1910 BY
THE PENN
PUBLISHING
COMPANY
| “I pray you, let us satisfy our eyes With the memorials and things of fame That do renown this city.” |
Introduction
In “Peggy Owen,” the preceding book of the series, the heroine, a little Quaker maid, lives across from the State House in Philadelphia. By reason of this she becomes much interested in the movements of the Continental Congress, and when her father, in spite of his religion, takes up arms for the Whigs she too becomes an ardent patriot. While David Owen is with the army before Boston, Peggy and her mother find a kinsman of his—William Owen, a colonel in the English army—a prisoner in the city’s new jail.
They succeed in having him released on parole, and take him into their home, where he requites their kindness by selfishness and arrogance, even killing Peggy’s pet dog, Pilot. He is exchanged at length, but before leaving he brings one James Molesworth to the house, claiming that he does not like to leave them unprotected. This man Peggy discovers to be a spy.

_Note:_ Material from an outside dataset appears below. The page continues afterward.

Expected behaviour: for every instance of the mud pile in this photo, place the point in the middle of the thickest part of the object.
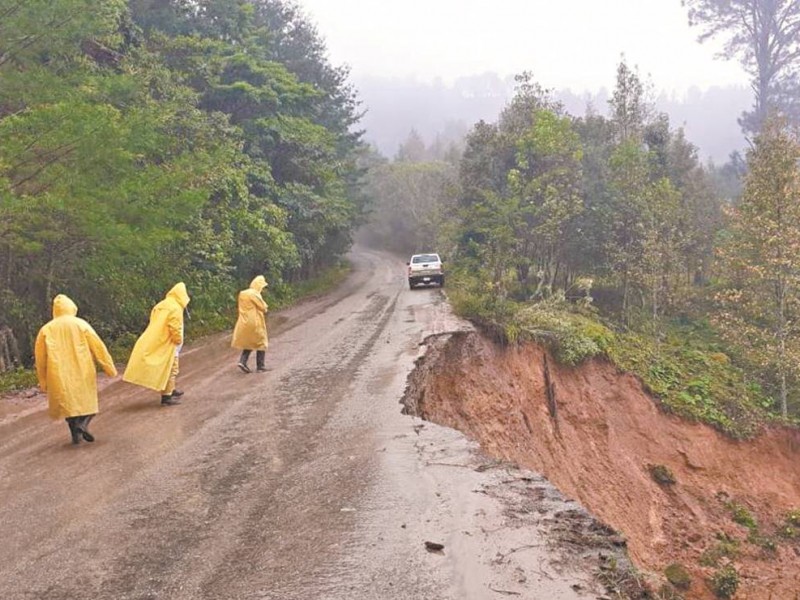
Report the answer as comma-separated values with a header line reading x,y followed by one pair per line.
x,y
597,435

Upon the advance of the British toward Philadelphia Peggy and her mother go to their farm on the banks of the Wissahickon. Here they are almost denuded of supplies by foragers, one party of which is headed by their own kinsman, Colonel Owen. American troopers arrive, and a sharp skirmish takes place, in which Colonel Owen is wounded. While caring for him word is received that David Owen is a prisoner in Philadelphia, and ill of a fever. General Howe proposes to have him exchanged for one Thomas Shale, and Peggy rides to Valley Forge to secure the consent of General Washington. Owing to the fact that the man is a spy and a deserter the exchange cannot take place, and, in a blaze of anger at finding her cousin so comfortable while her own father lies ill, Peggy denounces him, and forces him to accede to the proposal that he be exchanged for her father. The book closes with the evacuation of Philadelphia by the British.